“Not open to conviction,” said Aaron Burr, “but already convinced!”

“What do you mean, Colonel Burr?” The Englishman bent toward him, frowning in intentness.

“I mean that perhaps I have something to say to you two gentlemen of the foreign courts which will be of interest and importance to you.”

“Where, then, could we meet after this is over?”

The minister from Great Britain surely was not beyond close and ready estimate of events.

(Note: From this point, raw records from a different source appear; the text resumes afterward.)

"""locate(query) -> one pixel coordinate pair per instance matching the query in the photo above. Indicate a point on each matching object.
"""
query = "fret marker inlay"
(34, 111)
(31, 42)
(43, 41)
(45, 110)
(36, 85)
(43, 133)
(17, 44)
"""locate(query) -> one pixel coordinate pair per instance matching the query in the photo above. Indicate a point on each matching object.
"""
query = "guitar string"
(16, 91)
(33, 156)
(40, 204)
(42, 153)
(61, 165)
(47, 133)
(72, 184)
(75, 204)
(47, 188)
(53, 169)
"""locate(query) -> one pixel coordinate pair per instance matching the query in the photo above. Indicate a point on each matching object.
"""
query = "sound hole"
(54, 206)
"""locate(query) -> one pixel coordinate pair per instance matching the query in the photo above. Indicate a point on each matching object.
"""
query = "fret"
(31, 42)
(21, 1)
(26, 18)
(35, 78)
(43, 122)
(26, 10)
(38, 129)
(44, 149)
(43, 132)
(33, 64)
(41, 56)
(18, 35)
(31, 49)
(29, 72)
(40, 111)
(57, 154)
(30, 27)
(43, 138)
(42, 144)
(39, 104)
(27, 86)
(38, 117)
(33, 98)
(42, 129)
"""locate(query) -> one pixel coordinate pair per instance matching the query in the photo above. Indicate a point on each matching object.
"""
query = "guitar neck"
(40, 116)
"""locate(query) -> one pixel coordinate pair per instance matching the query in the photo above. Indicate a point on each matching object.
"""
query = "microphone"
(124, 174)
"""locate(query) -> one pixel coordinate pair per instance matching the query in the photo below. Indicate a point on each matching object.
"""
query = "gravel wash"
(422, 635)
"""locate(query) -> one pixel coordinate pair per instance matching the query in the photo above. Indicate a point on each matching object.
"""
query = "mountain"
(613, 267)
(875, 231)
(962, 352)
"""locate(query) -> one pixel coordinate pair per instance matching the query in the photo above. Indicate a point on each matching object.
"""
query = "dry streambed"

“At my residence, after this dinner,” rejoined Aaron Burr instantly. His eye did not waver as it looked into the other’s, but blazed with all the fire of his own soul. “Across the Alleghanies, along the great river, there is a land waiting, ready for strong men. Are we such men, gentlemen? And can we talk freely as such among ourselves?”

Their conversation, carried on in ordinary tones, had not been marked by any. Their brows, drawn sharp in sudden resolution, their glance each to the other, made their ratification of this extraordinary speech.

They had no time for anything further at the moment. A sound came to their ears, and they turned toward the head of the long table, where the tall figure of the President of the United States was rising in his place. The dinner had drawn toward its close.

Mr. Jefferson now stood, gravely regarding those before him, his keen eye losing no detail of the strange scene. He knew the place of every man and woman at that board—perhaps this was his own revenge for a reception he once had had at London. But at last he spoke.

“I have news for you all, my friends, today; news which applies not to one man nor to one woman of this or any country more than to another, but news which belongs to all the world.”